# 내



## yimei

Hi, I am an account executive at an advertising firm. I was compiling a translated Korean document and found an unexpected hard return between two words. I don't read Korean at all. So, I need help making sure the sentences and words are parsed correctly.

Here is the English:​Prior to the in-person interview, please spend 5-10 minutes per day, for 2-3 days, to complete the enclosed at-home survey.  We will discuss the your experiences during the in-person interview.​
Here is the Korean (note the concerning word is in Red).내에서 2-3일 동안 약 5-10분의 시간을 내시어 귀하 가정  내 실시용 설문조사를 작성해 주십시오.  직접 대면 인터뷰 시에 귀하의 경험에 대해 논의하게 될 것입니다.​
Questions:
1) should the word be attached to a nearby word? 
2) was there supposed to be a hard return/break in this sentence? Can it run together in one line?
3) should this word stand alone (i.e. a space before and after it?)
4) finally, how is the translation? no additions, omissions or changes to the meaning?

Thanks a whole bunch!


----------



## Kross

1) should the word be attached to a nearby word? No, it's fine as it is. For example: 가정 *내* 폭력 (violence at home)
2) was there supposed to be a hard return/break in this sentence? Can it run together in one line? I think there is no need for a hard return here because the sentence conveys a simple idea and its length is not too long.
3) should this word stand alone (i.e. a space before and after it?) Yes. 
4) finally, how is the translation? no additions, omissions or changes to the meaning? Mostly fine, but there should be a change made to the first three words at the beginning. That doesn't sound right to me. I'd like to change '내에서 2 - 3일 동안' into '2 -3 일 내에서,'.


----------



## yonh

yimei said:


> I was compiling a translated Korean document and found an unexpected hard return between two words.
> 1) should the word be attached to a nearby word?
> 2) was there supposed to be a hard return/break in this sentence? Can it run together in one line?
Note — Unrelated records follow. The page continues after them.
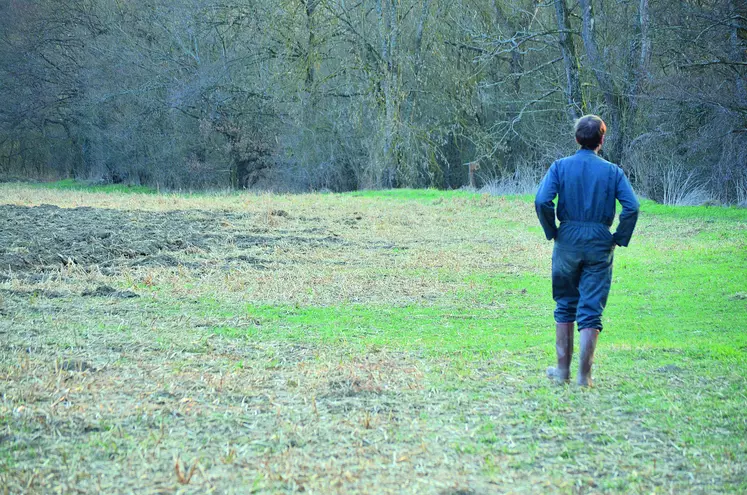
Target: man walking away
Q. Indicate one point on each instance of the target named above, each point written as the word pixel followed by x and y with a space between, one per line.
pixel 586 186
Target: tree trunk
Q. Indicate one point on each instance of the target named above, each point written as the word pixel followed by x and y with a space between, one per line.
pixel 575 104
pixel 616 136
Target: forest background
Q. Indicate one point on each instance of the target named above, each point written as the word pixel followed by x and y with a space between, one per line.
pixel 298 95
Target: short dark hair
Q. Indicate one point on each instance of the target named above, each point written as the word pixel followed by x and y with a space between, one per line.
pixel 590 130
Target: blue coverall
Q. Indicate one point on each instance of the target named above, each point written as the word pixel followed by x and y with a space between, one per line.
pixel 586 186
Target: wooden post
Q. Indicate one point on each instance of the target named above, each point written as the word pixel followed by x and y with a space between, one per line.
pixel 472 167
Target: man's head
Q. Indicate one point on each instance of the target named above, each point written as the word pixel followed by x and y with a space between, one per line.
pixel 590 131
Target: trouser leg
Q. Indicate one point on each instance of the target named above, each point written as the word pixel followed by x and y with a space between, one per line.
pixel 594 287
pixel 566 272
pixel 565 277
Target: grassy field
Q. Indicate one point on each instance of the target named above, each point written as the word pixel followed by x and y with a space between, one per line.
pixel 374 342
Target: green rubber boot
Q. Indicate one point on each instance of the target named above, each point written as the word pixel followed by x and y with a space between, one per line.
pixel 588 343
pixel 564 350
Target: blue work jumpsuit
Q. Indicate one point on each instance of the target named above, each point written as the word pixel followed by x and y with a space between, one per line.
pixel 586 186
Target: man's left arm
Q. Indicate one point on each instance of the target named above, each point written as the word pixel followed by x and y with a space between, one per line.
pixel 629 216
pixel 544 202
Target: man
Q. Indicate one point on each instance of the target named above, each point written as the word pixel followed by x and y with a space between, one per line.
pixel 586 186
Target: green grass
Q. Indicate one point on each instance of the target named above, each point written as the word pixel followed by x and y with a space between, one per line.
pixel 383 335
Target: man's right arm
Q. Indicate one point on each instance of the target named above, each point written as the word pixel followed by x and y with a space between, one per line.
pixel 544 204
pixel 629 216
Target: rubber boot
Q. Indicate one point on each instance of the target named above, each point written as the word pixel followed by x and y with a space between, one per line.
pixel 564 351
pixel 587 346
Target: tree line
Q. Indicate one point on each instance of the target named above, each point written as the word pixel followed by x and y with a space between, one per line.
pixel 348 94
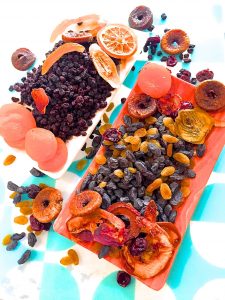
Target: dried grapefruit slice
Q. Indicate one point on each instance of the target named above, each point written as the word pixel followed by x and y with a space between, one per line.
pixel 57 162
pixel 117 40
pixel 104 65
pixel 40 144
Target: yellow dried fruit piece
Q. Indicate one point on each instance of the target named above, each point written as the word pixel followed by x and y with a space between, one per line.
pixel 170 138
pixel 141 132
pixel 132 170
pixel 66 261
pixel 152 131
pixel 26 210
pixel 105 118
pixel 154 185
pixel 22 220
pixel 182 158
pixel 193 125
pixel 110 107
pixel 133 140
pixel 104 127
pixel 100 159
pixel 167 171
pixel 81 164
pixel 119 173
pixel 165 191
pixel 102 184
pixel 169 150
pixel 6 240
pixel 74 256
pixel 167 121
pixel 185 191
pixel 144 147
pixel 9 160
pixel 150 120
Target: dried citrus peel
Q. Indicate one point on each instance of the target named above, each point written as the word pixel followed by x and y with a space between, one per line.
pixel 193 125
pixel 58 53
pixel 104 65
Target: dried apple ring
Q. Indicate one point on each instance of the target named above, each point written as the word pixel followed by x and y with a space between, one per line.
pixel 47 205
pixel 85 203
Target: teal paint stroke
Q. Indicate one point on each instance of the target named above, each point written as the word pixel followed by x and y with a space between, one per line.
pixel 110 290
pixel 58 284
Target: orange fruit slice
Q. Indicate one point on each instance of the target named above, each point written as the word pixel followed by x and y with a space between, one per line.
pixel 117 40
pixel 104 65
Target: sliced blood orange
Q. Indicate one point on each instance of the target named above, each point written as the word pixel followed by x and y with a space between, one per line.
pixel 117 40
pixel 154 80
pixel 40 144
pixel 58 161
pixel 104 65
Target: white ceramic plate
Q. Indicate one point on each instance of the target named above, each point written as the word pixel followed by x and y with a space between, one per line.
pixel 76 143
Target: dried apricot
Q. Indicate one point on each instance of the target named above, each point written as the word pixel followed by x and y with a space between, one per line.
pixel 165 191
pixel 167 171
pixel 100 159
pixel 22 220
pixel 182 158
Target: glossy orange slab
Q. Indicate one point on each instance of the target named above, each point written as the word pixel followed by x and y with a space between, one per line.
pixel 203 167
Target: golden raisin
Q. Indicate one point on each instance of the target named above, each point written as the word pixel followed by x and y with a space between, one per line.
pixel 102 184
pixel 9 160
pixel 74 256
pixel 170 138
pixel 6 240
pixel 144 147
pixel 132 170
pixel 105 118
pixel 104 127
pixel 100 159
pixel 110 107
pixel 167 171
pixel 81 164
pixel 66 261
pixel 26 210
pixel 154 185
pixel 141 132
pixel 182 158
pixel 150 120
pixel 152 131
pixel 119 173
pixel 169 150
pixel 22 220
pixel 133 140
pixel 165 191
pixel 185 191
pixel 167 121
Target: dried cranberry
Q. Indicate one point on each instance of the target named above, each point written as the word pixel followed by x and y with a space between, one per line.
pixel 204 75
pixel 186 105
pixel 112 135
pixel 123 278
pixel 171 61
pixel 38 226
pixel 138 246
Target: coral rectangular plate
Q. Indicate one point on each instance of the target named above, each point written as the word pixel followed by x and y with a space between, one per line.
pixel 203 167
pixel 76 143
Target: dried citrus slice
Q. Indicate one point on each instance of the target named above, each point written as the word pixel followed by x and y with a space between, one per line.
pixel 117 40
pixel 104 65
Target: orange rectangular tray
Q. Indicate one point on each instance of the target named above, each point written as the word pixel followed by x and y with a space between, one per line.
pixel 203 168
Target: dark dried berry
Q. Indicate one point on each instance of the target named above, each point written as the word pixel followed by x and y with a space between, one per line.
pixel 24 257
pixel 103 251
pixel 18 236
pixel 123 278
pixel 31 239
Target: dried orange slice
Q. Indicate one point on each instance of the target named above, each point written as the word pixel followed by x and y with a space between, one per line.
pixel 117 40
pixel 104 65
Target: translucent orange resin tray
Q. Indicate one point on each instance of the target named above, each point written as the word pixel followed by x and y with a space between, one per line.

There is no rule for inserting a line-break in Korean language. Also dividing a word at the end of a line is very common. No hyphenation. Of course, a good hard return makes text more readable, but you don't need to worry about it.


yimei said:


> 내에서 2-3일 동안 약 5-10분의


In East Asian languages, a wave dash is used instead of a dash or a hyphen to indicate a range of values. A tilde is widely used because it is on the keyboard.
2-3일 → 2~3일​5-10분 → 5~10분​I have no idea where '내에서' came from. Maybe part of the first phrase that is translated incompletely.


----------



## yimei

Thanks so much for the help!


----------